(I have little knowledge about batch spark, but none on spark streaming)
Problem
I have a kafka topics Kafka[(A,B)->X] where (A,B) is the key (A and B are simple numeric types) and X is the message type, relatively big (couple of Mb). Putting aside the problem of failure in input, the data is a grid: for each a in A, there will be messages (a,b) for all b in B. Moreover, the b's are ordered and I think that we can assume that all messages for one a will arrive following the b's order (what I know is that the topic is filled in this order).
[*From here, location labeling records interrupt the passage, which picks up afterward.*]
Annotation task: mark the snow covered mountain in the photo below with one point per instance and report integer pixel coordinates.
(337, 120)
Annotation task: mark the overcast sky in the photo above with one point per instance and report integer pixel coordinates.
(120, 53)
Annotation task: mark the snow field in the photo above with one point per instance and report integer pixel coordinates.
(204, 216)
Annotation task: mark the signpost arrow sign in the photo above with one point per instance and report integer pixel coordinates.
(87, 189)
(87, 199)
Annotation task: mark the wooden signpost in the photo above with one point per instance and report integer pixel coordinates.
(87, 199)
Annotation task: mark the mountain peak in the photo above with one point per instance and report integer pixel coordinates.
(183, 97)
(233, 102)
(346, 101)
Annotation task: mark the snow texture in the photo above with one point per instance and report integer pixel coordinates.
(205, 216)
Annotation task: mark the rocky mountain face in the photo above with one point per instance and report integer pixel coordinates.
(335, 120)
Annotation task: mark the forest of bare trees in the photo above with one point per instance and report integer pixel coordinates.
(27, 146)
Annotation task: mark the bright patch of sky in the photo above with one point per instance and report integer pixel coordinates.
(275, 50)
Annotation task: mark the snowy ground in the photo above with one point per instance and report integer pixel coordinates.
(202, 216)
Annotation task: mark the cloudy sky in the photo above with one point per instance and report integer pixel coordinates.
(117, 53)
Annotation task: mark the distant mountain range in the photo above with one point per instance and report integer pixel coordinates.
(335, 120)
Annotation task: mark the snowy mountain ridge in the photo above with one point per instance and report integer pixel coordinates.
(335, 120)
Then I need to process the messages as follow:
- a (couple of) function is applied on each message
(a,b)->x, outputting(a,b)->y - a function should be applied on the messages
aB->Seq[y]whereaB = {(a,b) for all b in B}
(and later there is a pass where messages need to be "transposed" to be processed across all a's, but that's not the question here)
Question
How can I achieved such a merge of messages, from step 1 to step 2?
It looks like a groupby over the sub-key a, but to my understanding the method groupby would be applied per micro-batch. What I need is, for each a, to wait that all b's are received (assume a simple counting system would work). Once again putting aside missing b and error in input data.
Some idea
Without knowledge, I would try to see if such merging could be achieved by appending to a hdfs file, one for each a. And try to trigger a second stream process on those files once full. I.e. when it contains all b, move the file to an input directory for step 2. But:
- I don't know if such appending can be implemented on hdfs
- Two sparkStreamingContext would need to run in parallel, one for each step. And that looks to be a problem (?).
- I understood that passing by hdfs would break the "exactly once" property of spark (streaming)